Here is my version of a single supply chip amp. It is a little bit different than your typical datasheet single supply application, but deliberately so. Let me try to explain some of the reasons for the somewhat unusual design choices, together with the constraints that I set and the features that resulted. The working title is ''Single Supply Jelly Bean Bridge Amp'', which already tells half of the story.
  • Single supply voltage, without resorting to high-powered line splitters or switchmode inverters.
  • Not a Class A design, to allow the use of batteries. In fact I had an off-grid solar powered system in mind.
  • No capacitor coupled speaker, to avoid loud thumps on poweronoff.
  • Readily available off-the-shelf parts, easy to put together, no mandatory fancy-schmancy SMD stuff.
  • Expressly NOT meant to dethrone your beloved High-End setup, but a reasonable performer nonetheless.
  • Don't know / didn't care about the actual power output, but it's about what you'd expect from a chip amp.
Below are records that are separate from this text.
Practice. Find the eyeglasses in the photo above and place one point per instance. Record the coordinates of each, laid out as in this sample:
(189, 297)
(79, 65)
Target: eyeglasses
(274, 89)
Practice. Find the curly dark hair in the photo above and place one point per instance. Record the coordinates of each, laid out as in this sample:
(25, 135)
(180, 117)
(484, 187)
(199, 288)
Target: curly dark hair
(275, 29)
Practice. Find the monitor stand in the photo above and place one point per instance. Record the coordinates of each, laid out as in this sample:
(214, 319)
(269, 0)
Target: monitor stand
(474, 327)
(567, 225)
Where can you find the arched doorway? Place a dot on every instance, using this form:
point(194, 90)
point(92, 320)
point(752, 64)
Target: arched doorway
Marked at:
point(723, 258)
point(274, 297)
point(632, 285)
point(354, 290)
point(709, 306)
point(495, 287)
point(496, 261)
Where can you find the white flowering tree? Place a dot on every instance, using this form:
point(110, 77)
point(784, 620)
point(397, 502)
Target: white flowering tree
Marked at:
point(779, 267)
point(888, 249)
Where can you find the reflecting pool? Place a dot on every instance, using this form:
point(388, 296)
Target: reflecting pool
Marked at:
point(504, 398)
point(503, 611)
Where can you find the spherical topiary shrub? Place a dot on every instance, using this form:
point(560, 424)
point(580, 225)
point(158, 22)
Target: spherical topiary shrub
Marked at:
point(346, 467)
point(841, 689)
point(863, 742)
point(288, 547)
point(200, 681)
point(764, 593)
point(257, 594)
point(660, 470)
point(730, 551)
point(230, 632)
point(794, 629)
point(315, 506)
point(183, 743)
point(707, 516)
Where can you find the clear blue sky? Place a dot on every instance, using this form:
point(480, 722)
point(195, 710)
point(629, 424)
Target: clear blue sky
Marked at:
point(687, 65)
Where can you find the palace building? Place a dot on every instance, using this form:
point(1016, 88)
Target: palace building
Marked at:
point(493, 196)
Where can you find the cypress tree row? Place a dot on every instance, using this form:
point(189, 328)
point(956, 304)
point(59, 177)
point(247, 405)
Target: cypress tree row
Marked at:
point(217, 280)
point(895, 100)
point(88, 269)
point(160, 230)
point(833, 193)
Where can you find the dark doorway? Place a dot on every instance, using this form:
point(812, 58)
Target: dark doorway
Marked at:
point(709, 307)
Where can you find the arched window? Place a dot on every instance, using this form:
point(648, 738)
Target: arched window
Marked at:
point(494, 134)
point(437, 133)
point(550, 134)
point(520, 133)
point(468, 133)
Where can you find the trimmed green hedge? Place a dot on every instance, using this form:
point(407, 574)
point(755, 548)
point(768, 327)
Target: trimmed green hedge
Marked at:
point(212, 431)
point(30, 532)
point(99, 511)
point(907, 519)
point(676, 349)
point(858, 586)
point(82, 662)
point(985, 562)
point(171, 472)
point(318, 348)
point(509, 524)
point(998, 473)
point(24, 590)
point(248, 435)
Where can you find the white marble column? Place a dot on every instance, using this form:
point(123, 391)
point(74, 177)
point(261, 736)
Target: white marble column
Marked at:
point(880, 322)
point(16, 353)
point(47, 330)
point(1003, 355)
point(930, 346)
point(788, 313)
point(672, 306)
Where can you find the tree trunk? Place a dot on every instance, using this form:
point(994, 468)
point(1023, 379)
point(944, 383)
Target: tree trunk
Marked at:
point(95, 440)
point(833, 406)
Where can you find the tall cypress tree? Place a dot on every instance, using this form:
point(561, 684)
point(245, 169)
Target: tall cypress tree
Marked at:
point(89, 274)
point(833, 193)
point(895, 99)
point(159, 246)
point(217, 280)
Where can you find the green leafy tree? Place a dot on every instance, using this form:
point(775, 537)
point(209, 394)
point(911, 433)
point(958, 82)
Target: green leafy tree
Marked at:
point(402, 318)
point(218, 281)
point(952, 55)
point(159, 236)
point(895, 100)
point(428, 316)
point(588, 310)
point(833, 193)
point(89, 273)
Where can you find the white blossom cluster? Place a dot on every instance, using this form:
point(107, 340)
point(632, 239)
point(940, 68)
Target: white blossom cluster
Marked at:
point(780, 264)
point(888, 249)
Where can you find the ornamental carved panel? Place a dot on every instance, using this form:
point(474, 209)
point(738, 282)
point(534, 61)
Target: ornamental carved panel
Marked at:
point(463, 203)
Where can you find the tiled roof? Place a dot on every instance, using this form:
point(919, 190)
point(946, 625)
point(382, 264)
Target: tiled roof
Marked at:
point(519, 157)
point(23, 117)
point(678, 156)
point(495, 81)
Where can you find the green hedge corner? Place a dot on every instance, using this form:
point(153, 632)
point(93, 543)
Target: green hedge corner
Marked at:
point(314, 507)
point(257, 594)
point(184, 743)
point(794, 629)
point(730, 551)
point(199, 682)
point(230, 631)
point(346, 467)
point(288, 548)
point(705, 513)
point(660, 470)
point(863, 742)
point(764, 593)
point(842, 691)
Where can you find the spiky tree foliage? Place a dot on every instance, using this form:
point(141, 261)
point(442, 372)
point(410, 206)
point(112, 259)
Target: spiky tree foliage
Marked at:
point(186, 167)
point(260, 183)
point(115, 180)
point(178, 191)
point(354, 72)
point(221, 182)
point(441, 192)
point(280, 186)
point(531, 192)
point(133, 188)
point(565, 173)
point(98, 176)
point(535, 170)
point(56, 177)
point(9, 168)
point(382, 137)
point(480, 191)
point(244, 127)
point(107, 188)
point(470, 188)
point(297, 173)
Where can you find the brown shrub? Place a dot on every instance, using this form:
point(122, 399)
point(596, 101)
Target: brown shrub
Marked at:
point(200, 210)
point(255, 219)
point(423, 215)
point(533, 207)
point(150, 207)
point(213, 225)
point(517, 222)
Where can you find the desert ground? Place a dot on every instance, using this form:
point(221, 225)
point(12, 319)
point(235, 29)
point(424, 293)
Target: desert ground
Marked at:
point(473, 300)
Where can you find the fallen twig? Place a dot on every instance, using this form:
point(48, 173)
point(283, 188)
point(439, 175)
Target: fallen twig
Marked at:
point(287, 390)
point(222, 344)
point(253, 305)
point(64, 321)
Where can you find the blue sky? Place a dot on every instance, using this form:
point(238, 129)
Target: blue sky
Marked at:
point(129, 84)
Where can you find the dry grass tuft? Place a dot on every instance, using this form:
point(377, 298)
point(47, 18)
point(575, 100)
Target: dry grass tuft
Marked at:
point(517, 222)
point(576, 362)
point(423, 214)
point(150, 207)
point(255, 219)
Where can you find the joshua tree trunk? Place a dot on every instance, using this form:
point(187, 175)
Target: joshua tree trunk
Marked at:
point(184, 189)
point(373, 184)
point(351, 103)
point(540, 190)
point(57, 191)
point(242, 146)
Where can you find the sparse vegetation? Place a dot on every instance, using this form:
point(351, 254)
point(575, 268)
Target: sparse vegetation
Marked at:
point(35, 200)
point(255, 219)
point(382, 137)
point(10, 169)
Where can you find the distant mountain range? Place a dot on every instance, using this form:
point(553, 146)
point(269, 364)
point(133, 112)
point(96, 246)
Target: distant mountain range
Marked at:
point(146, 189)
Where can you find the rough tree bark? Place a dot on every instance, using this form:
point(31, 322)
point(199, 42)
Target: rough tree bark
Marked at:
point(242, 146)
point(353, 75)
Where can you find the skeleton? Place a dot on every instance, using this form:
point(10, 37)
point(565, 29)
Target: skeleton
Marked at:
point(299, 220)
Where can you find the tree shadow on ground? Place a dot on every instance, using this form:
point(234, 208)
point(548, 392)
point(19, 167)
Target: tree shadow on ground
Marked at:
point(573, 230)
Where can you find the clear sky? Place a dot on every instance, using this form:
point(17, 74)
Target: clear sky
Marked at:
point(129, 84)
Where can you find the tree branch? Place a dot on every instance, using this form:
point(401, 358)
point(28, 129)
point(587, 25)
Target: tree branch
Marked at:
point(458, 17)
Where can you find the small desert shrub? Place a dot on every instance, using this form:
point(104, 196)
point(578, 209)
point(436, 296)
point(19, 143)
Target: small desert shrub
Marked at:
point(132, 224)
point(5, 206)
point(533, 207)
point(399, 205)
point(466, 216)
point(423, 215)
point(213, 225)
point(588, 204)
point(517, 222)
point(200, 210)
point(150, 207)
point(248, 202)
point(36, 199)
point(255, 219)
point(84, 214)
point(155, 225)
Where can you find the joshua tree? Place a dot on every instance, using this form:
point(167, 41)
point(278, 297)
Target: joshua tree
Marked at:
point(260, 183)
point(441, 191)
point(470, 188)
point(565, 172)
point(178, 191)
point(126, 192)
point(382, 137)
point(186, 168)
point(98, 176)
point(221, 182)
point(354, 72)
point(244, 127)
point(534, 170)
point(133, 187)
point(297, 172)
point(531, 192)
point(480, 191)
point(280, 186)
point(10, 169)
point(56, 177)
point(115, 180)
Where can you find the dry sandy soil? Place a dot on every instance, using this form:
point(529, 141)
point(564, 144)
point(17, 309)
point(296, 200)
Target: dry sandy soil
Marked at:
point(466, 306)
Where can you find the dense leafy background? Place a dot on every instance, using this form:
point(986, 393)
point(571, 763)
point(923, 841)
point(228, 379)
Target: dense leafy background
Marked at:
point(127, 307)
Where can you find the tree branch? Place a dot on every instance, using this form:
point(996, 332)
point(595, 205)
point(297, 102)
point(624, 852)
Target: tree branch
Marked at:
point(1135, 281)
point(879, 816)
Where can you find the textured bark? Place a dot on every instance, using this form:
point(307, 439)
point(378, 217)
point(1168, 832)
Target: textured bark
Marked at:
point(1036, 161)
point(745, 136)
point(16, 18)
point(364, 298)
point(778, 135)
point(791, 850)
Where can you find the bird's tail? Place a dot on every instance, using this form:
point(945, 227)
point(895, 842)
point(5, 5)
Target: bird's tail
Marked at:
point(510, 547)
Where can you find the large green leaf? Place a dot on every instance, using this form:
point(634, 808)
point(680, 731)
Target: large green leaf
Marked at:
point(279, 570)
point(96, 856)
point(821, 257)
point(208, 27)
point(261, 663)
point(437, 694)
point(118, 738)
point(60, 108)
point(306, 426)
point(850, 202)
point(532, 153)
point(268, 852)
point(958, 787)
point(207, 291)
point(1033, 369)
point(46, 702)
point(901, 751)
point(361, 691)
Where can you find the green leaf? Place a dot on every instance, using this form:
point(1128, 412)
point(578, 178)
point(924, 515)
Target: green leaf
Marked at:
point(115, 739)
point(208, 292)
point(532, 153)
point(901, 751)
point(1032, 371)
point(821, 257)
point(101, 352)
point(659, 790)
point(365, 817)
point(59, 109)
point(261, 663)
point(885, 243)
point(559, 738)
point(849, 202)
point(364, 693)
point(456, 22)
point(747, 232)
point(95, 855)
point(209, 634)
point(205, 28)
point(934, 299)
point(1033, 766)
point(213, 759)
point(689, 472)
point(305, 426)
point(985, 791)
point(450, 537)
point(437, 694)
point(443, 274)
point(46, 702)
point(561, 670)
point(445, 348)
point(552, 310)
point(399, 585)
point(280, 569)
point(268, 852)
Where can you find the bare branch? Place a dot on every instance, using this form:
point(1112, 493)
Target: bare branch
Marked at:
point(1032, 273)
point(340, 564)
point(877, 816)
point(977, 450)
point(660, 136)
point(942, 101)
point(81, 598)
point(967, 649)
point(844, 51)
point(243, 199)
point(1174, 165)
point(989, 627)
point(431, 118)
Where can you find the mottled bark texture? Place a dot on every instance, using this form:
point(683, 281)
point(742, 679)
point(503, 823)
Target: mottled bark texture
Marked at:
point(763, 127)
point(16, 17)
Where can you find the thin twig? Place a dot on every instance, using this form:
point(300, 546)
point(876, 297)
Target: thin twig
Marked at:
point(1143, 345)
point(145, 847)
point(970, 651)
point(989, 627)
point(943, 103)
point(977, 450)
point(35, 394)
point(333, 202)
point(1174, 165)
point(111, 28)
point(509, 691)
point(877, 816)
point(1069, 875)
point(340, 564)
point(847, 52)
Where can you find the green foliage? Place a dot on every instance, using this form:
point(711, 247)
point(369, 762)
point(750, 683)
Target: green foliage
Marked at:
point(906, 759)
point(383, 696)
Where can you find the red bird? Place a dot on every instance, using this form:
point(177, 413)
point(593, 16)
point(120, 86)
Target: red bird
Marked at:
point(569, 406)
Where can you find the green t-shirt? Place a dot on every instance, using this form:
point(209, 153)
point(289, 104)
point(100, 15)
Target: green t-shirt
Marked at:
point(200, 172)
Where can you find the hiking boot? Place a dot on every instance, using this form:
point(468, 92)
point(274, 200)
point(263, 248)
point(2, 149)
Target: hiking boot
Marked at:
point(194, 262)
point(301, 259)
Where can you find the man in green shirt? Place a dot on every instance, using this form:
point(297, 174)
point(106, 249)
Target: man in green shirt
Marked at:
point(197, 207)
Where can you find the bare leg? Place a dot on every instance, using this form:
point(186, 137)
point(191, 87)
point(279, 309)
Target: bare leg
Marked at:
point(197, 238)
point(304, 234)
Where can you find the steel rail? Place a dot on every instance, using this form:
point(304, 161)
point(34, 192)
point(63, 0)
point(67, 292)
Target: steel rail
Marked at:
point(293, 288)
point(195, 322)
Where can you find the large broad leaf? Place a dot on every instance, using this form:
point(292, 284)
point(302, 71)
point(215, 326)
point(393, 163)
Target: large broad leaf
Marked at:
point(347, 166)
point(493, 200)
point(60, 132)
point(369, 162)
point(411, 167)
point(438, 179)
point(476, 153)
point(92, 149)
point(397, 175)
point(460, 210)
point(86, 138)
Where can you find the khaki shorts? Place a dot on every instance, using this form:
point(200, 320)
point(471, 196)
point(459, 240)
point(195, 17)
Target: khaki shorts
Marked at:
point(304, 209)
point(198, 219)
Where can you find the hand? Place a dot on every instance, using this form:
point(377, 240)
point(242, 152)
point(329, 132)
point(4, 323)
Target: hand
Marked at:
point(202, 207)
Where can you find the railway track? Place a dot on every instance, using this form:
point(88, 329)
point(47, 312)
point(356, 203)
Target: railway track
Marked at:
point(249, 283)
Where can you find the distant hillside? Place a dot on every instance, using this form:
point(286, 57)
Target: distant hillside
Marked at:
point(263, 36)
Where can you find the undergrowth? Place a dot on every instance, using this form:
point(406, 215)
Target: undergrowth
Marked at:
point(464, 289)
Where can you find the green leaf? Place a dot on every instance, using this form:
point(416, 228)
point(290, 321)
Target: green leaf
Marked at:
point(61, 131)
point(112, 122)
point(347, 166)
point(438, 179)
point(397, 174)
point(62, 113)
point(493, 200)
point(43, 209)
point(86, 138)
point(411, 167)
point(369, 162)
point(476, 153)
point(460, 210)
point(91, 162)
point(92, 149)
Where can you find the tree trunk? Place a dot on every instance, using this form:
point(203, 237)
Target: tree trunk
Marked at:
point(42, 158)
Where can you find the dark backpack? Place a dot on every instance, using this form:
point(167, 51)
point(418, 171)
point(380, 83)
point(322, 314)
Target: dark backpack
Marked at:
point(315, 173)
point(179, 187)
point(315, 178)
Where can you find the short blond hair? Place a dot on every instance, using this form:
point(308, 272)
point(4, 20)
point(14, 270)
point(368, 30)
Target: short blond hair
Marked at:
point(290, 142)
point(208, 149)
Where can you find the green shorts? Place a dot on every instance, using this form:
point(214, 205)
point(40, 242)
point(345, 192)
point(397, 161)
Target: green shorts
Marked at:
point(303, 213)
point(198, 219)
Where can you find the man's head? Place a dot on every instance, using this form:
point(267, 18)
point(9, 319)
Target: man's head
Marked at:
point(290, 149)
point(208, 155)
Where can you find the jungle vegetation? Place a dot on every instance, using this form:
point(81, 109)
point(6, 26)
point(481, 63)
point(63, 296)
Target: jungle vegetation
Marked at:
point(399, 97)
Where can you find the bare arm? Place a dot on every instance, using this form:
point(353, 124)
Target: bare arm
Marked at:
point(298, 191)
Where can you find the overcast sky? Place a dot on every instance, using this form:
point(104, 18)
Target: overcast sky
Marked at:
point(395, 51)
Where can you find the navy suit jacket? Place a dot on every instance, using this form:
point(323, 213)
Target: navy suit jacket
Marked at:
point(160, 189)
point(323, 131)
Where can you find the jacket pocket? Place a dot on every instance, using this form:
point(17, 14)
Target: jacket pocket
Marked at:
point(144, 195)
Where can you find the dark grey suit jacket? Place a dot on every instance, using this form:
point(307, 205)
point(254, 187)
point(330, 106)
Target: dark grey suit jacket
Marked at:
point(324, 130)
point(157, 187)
single-supply-bridged_proto.png


The initial idea was to build a useful (read: not totally crappy) amp that would be suitable for a battery powered PV island system, without using a mains inverter and a classical transformer supply. As such I wanted it to be lean on power usage, but without resorting to Class B operation and skimp on bias current. That ruled out anything involving high powered linear line splitters or switchmode supplies. An SMPS might have been viable to generate a second rail with enough power, but that would have been a rather complex thing to build, and I did not actually want anything switchmode in the design to begin with. Class A was not an option due to the high idle current and therefore wasted power. I also did not want any circuit with a capacitor coupled speaker, because that would inevitably produce a loud thump in the speakers everytime power is applied to the amp. Class D would have been a viable option, but I think it is safe to say that you can better buy them ready-made than to go down the DIY route.
That left me with a bridged design, ultimately using chip amps for ease of construction. You might argue that a bridged amp is somewhat like a high powered line splitter, and you would be right; but it has the advantage of a higher output voltage swing and thus making better use of the limited supply voltage. It also eliminates the need for a speaker coupling capacitor. Both ends of the speaker get driven by an identical output stage, which means that both outputs will (ideally) work in unison on power-on, neatly avoiding any voltage transients across the speaker and thus turn-on thumps.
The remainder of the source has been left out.